Nelle numerose tele che raffigurano interni domestici, con inquadrature quasi cinematografiche, si diverte anzi a spiare gli ignari protagonisti mettendo in scena momenti di vita ordinaria.
In questo contesto trovano particolare spazio nelle sue opere le figure femminili. Cariche di significato simbolico, assorte nei loro pensieri, con lo sguardo perduto nel vuoto o nella lettura, si offrono spesso seminude ai raggi del sole trasmettendo solitudine, attesa, inaccessibilità: una dimensione psicoanalitica che ha permesso di interpretare meglio le emozioni dell'artista.

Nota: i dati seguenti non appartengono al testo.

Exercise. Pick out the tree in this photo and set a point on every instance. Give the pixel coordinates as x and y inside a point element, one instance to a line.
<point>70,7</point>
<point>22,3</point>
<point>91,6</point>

Non ha nulla del pittore inquietante e tantomeno del Maudit,il suo fascino sta invece proprio nelle massificanti inquietudini e nelle maledizioni ecologiche, già in preparazione verso la fine degli anni ’20, che l’artista deliberatamente respinge fuori dal quadro, lasciandoci dentro, per se stesso e per noi, qualcosa che sarà magari una solitudine, una malinconia o addirittura un vuoto totale, ma che è un vuoto non ancora inquinato, una sfera di libertà ancora possibile, uno spazio privato da difendere con le unghie e coi denti. 
Comunemente noto per aver saputo esprimere un senso di solitudine e d’isolamento, è stato anche uno degli artisti più innovativi nell'esplorare la condizione urbana. 
L'America che ritrae non ha nulla di eroico né di moderno: predilige architetture nel paesaggio, strade di città, interni di case, di uffici, di teatri e di locali, dove la città sembra disabitata; cinema e caffè appaiono quasi vuoti, le facciate delle case hanno le finestre chiuse, sulle rotaie non corrono treni. 
L'elemento del silenzio sembra pervadere tutti i suoi lavori più importanti.
La composizione dei quadri è talora geometrizzante, sofisticato il gioco delle luci fredde, taglienti e volutamente artificiali che rendono sintetici i dettagli.
Ed è proprio l’uso magnifico che fa della luce a permettergli di mantenere la giusta tensione nelle sue opere: le immagini dai colori brillanti non trasmettono vivacità, come negli spazi che sono reali, ma in essi c'è qualcosa di metafisico che comunica allo spettatore un forte senso d’inquietudine. 
Analogamente, Hopper coglie un momento particolare, quasi il preciso secondo in cui il tempo si ferma, dando all'attimo un significato eterno, universale.

Di lui è stato detto che sapeva "dipingere il silenzio". Diceva: "non dipingo quello che vedo, ma quello che provo".